# All Coiled Out YO YO



## VapeSnow (10/6/16)

Hi Guys

I would just like to firstly to say who ever made this liquid WOW man! This is the best Local E-Liquid i have tasted to date. It also kicks 90% of the International liquid's ass. 

REALLY GOOOOOD STUFF

Now the question is who makes it and where can i place a order in 150ml at a time???

Reactions: Agree 1


----------



## Kaizer (10/6/16)

May I ask, what gear and build are you running with this juice? I cant seem to get good flavour - Im 90% sure its my taste buds tho


----------



## VapeSnow (10/6/16)

Kaizer said:


> May I ask, what gear and build are you running with this juice?
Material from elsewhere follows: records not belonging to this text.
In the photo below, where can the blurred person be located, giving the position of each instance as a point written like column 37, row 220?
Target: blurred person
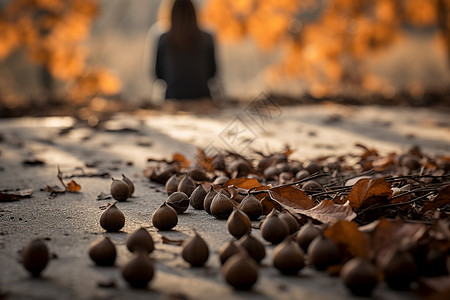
column 185, row 57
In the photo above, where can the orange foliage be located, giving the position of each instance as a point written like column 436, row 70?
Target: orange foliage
column 52, row 32
column 322, row 40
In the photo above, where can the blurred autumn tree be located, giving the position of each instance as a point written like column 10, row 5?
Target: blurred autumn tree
column 52, row 32
column 325, row 41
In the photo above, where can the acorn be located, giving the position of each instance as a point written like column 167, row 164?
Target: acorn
column 130, row 184
column 253, row 247
column 302, row 174
column 219, row 162
column 238, row 223
column 120, row 190
column 186, row 185
column 323, row 252
column 288, row 257
column 197, row 197
column 140, row 239
column 306, row 235
column 399, row 269
column 35, row 257
column 112, row 219
column 165, row 217
column 221, row 206
column 312, row 167
column 172, row 184
column 195, row 251
column 178, row 201
column 103, row 252
column 139, row 270
column 311, row 186
column 220, row 180
column 229, row 249
column 208, row 199
column 198, row 175
column 240, row 271
column 290, row 221
column 274, row 229
column 251, row 206
column 271, row 172
column 360, row 276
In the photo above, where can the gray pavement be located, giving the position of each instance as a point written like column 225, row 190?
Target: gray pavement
column 70, row 222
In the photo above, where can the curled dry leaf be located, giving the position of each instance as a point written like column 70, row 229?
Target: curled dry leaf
column 367, row 192
column 73, row 187
column 269, row 204
column 326, row 212
column 291, row 196
column 442, row 198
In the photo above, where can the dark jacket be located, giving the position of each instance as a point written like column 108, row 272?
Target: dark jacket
column 186, row 72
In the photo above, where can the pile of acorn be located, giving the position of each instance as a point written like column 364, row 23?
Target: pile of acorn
column 241, row 255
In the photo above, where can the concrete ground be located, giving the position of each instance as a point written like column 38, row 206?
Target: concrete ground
column 70, row 222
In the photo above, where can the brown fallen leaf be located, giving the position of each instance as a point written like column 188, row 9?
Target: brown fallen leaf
column 269, row 204
column 367, row 192
column 166, row 240
column 291, row 196
column 382, row 164
column 73, row 187
column 326, row 212
column 243, row 183
column 400, row 191
column 442, row 198
column 236, row 193
column 350, row 240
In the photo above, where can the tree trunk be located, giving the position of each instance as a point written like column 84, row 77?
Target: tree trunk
column 443, row 9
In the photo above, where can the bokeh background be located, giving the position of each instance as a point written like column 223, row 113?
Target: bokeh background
column 78, row 50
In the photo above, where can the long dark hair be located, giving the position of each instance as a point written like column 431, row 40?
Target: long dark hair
column 184, row 28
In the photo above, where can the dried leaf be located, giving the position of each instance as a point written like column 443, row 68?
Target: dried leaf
column 204, row 160
column 350, row 240
column 326, row 212
column 269, row 204
column 291, row 196
column 382, row 164
column 367, row 192
column 243, row 183
column 399, row 191
column 442, row 198
column 103, row 196
column 73, row 187
column 166, row 240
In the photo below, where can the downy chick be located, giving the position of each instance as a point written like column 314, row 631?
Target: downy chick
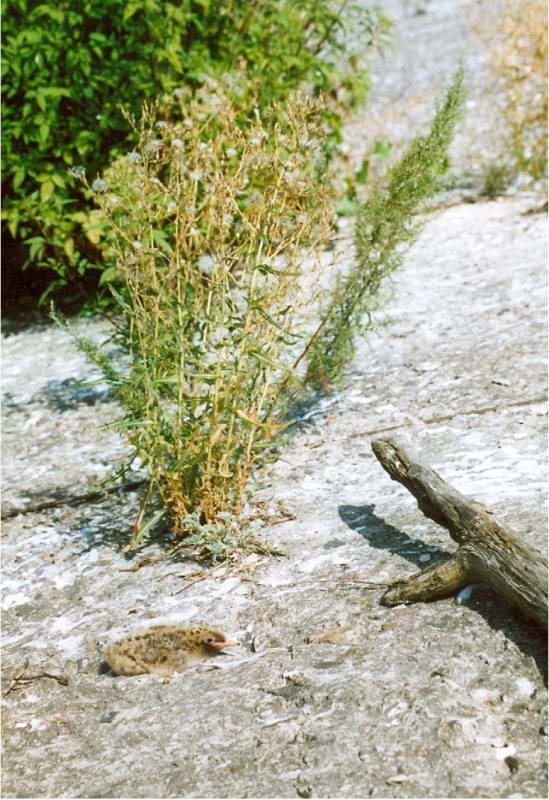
column 164, row 649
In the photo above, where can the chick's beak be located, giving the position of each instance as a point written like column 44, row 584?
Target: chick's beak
column 221, row 645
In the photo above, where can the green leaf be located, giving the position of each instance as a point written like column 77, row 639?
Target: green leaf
column 108, row 275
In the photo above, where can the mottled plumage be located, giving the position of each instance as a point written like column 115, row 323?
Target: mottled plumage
column 164, row 649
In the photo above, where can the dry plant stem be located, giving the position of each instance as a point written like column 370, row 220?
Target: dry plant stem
column 489, row 552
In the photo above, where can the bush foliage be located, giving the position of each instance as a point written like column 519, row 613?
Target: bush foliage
column 68, row 69
column 384, row 227
column 211, row 226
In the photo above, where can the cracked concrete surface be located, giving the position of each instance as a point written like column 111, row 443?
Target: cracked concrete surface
column 330, row 694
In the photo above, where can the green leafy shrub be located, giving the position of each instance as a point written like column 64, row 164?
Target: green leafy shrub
column 209, row 221
column 384, row 226
column 69, row 67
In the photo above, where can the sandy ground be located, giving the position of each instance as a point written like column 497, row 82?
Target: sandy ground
column 329, row 694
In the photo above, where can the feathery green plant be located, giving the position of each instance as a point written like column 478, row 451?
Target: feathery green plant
column 209, row 220
column 384, row 226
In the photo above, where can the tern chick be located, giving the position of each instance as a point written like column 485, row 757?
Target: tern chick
column 164, row 649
I cant seem to get good flavour - Im 90% sure its my taste buds tho



Dna200 .24 dual 8 wraps 3mm 22g at 110watts using Jap Cotton. Dude this juice needs heat!!!


----------



## brotiform (10/6/16)

Made by Orion

Reactions: Like 1


----------



## VapeSnow (10/6/16)

Kaizer said:


> May I ask, what gear and build are you running with this juice? I cant seem to get good flavour - Im 90% sure its my taste buds tho



Oh ja twisted Messes v1


----------



## Caveman (10/6/16)

Kaizer said:


> May I ask, what gear and build are you running with this juice? I cant seem to get good flavour - Im 90% sure its my taste buds tho


Stuff tastes awful to me (naturally I mean no disrespect or offence). Like fresh flowers lol.. Just another testament to how vastly different everybody's taste buds are


----------



## Kaizer (10/6/16)

VapeSnow said:


> Dna200 .24 dual 8 wraps 3mm 22g at 110watts using Jap Cotton. Dude this juice needs heat!!!



110 WATTS!!! 

Never been over 50, and that was once when I was young.

Reactions: Funny 3


----------



## Feliks Karp (10/6/16)

Caveman said:


> Stuff tastes awful to me (naturally I mean no disrespect or offence). Like fresh flowers lol.. Just another testament to how vastly different everybody's taste buds are


And you just made me want to taste it now hahaha been looking for something that isnt just a desert or fruit!!!!


----------



## kittyjvr1 (10/6/16)

Zeki Hassim make. All coiled out yo yo. Try Vape Cartel shops

Sent from my LG-H815 using Tapatalk

Reactions: Funny 1


----------



## Juani (10/6/16)

VapeSnow said:


> Hi Guys
> 
> I would just like to firstly to say who ever made this liquid WOW man! This is the best Local E-Liquid i have tasted to date. It also kicks 90% of the International liquid's ass.
> 
> ...



Its made by Michael Van Der Walt. He also does the ORION Juices. I dont know if he's on here but maybe just inbox the orion fb page. Such a awesome juice hey! one of my faves!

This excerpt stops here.